Le quintette occupe presque entièrement la scène de cette cave obscure de la rue Lanterne, qui officie depuis 1948 et est à ce titre le plus ancien club d’Europe toujours en activité. On y trouve, trônant sur le devant de la scène, le joueur de bandonéon Pablo Amado, Joseph Bonneton au violon, Adrien Irankhah au piano, Leo Geller à la guitare électrique, et Florian Coppey à la contrebasse.
Le format est donc bien identique à celui du Quinteto Tango Nuevo formé par Piazzolla à son retour à Buenos Aires en 1960, un ensemble 100% porteño pour lequel il écrit la majeure partie de son oeuvre (Decarissimo, Adiós Nonino, Buenos Aires Hora Cero, Seria del Angel…). Ce moment de profusion résonne sans doute avec la carrière des jeunes musiciens, puisqu’il correspond véritablement à l’aboutissement de la formation de Piazzolla, alors fraîchement revenu de Paris où il avait travaillé auprès de Nadia Boulanger, passant ensuite quelques temps à New-York au plus près des jazzmen.
À peine sortis du conservatoire, les cinq membres de cet orchestre, dont les fondations semblent à parts égales reposer sur l’amour de Piazzolla et sur une forte amitié, retrouvent peut-être dans cette musique la rigueur et la complexité qui les excite, le croisement si original entre les genres qu’ils ont côtoyé durant leur formation, mais aussi une émancipation dans cet espace musical presque abandonné par les musiciens de jazz aujourd’hui. Bien que ce soit le versant le plus européen du tango argentin, venant du pays lui-même le plus européen d’Amérique latine, le contrebassiste Florian Coppey y voit un grand voyage.
Ce qui est certain, c’est la force de l’effet produit par le nuevo tango sur ceux qui ne le connaissent pas, et la fascination toujours réitérée de ceux qui le connaissent.
Lorsque le premier set débute, avec Lunfardo puis Oblivion, c’est une ambiance studieuse qui règne, rendant d’une certaine manière hommage à l’émancipation des pistes de danses et des milongas, les bals de Buenos Aires, opérée par le renouveau de Piazzolla.

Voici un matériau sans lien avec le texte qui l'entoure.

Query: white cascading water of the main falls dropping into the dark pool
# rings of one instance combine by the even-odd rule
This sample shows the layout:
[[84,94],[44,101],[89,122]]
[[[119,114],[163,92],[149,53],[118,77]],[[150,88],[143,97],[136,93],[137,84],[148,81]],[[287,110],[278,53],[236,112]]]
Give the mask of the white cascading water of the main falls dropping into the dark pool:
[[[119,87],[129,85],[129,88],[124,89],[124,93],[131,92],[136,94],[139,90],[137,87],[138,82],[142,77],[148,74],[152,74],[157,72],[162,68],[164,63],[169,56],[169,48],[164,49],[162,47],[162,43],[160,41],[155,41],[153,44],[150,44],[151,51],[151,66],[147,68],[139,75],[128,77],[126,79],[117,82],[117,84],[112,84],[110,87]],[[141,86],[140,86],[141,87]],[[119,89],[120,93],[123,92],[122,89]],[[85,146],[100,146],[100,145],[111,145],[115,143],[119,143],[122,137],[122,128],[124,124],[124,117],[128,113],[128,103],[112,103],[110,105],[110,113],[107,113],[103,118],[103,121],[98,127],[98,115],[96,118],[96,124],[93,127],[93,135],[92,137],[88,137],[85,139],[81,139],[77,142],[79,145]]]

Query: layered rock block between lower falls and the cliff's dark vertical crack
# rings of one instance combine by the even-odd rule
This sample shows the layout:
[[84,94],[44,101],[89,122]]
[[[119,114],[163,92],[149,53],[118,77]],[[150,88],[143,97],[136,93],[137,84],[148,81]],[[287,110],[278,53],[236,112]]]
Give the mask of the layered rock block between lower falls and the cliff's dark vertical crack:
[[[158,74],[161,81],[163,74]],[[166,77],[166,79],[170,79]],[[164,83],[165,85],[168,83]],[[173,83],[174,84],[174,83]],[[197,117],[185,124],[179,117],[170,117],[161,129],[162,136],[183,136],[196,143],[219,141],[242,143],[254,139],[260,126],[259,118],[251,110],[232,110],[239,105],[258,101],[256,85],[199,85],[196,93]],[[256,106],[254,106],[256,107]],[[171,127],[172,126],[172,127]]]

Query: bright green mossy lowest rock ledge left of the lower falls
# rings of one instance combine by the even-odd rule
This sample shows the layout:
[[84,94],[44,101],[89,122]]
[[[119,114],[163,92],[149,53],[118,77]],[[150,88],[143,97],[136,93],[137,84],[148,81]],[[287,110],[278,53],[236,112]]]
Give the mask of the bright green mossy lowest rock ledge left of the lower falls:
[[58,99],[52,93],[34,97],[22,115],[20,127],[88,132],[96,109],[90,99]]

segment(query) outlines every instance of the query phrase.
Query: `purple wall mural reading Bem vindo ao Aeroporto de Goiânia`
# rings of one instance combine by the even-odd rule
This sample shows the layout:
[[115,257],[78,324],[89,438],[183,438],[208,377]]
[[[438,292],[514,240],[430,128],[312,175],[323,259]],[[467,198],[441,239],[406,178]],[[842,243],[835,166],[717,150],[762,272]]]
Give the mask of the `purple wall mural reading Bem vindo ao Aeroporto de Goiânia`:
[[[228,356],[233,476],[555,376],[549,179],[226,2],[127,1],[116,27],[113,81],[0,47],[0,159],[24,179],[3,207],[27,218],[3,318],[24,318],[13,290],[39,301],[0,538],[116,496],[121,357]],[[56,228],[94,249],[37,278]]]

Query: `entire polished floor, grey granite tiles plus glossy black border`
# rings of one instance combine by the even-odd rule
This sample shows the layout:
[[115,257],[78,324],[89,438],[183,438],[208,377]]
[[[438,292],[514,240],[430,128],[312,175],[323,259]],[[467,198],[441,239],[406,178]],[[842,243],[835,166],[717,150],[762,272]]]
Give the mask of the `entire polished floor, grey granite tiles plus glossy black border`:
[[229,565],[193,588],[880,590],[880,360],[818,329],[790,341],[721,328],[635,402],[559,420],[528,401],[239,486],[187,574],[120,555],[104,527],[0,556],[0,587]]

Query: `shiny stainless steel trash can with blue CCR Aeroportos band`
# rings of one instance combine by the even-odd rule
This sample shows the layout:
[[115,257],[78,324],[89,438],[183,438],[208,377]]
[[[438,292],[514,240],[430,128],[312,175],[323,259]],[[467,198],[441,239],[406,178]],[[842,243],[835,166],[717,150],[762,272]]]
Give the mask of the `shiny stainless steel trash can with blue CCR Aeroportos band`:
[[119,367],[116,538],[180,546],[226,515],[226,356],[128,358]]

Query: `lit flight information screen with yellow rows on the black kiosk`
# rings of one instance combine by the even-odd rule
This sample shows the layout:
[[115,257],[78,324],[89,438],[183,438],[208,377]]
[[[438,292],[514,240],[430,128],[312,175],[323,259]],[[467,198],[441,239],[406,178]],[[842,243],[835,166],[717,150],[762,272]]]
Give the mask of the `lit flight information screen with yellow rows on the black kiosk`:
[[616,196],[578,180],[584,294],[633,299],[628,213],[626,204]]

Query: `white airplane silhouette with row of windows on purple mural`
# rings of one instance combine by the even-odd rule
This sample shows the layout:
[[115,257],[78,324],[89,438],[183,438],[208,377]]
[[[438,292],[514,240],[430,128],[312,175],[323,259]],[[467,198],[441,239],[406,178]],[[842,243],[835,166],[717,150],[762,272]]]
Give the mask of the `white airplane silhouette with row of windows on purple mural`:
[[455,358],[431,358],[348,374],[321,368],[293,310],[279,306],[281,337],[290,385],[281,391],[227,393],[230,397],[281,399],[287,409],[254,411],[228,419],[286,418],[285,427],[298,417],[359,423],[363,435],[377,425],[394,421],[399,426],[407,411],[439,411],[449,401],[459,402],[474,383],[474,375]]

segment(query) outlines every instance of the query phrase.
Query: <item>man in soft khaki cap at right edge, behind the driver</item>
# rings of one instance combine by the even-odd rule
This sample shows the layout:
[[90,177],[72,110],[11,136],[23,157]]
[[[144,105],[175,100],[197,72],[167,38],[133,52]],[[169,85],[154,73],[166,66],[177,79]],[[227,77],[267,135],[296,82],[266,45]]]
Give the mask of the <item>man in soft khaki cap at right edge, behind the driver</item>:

La concentration est de mise dans cette musique au cadre rythmique pourtant simple (2/4), mais qui n’est que déconstruction et reconstruction des compas, les rythmes traditionnels intimement liés au tango dansé. Tout cela évidemment sans section rythmique fixe. Le rôle passe donc de main en main, et on retrouve là une certaine praxis musicale propre aux jazzmen : s’éloigner de la danse et de l’aspect de plus en plus formel et codifié de cette musique, pour approfondir le plus possible les ressources de l’instrument (et d’autres instruments : la guitare électrique, plus tard le bandonéon électronique…), selon une certaine conception de la pureté du sentiment musical. C’est immédiatement perceptible dans le jeu de Joseph Bonneton qui, se revendiquant lui-même de la continuité de Suarez Paz, dernier violoniste de Piazzolla, joue de toutes les possibilités de son instrument. Glissando, frottements, coups d’archet et pizzicato…
Le set se poursuit sur la suite de La Camorra, et malgré quelques solos (contrebasse, guitare et piano), s’en dégage une impression de musique de chambre, inhérente à l’aspect très écrit de cette musique, reprise parfois presque à la lettre. C’est par exemple le cas dans le second set, où le pianiste Adrien Irakhah reprend texto l’introduction de Laércio de Freitas sur Adíos Nonino… Quelques arrangements ont pourtant été retravaillés, comme Soledad, repensé par Joseph Bonneton, où un duo se forme avec le guitariste Leo Geller autour d’un contrepoint en pizzicato.
User et abuser du contrepoint, c’est le grand jeu du nuevo tango, et le quintette s’y donne à coeur joie. De la superposition à outrance de lignes mélodiques différant parfois de peu, se déploie une richesse harmonique en constante fluctuation. Flux et reflux sans cesse brisés par les changements de rythmes, des accélérations et des ralentissements, souvent menés par une contrebasse et un piano très percussifs. Les couples synchroniques (guitare/violon, contrebasse/piano, violon/bandonéon) se forment et se déforment pour le plaisir des yeux, et on y voit la transposition en musique de l’esprit qui anime le tango dansé.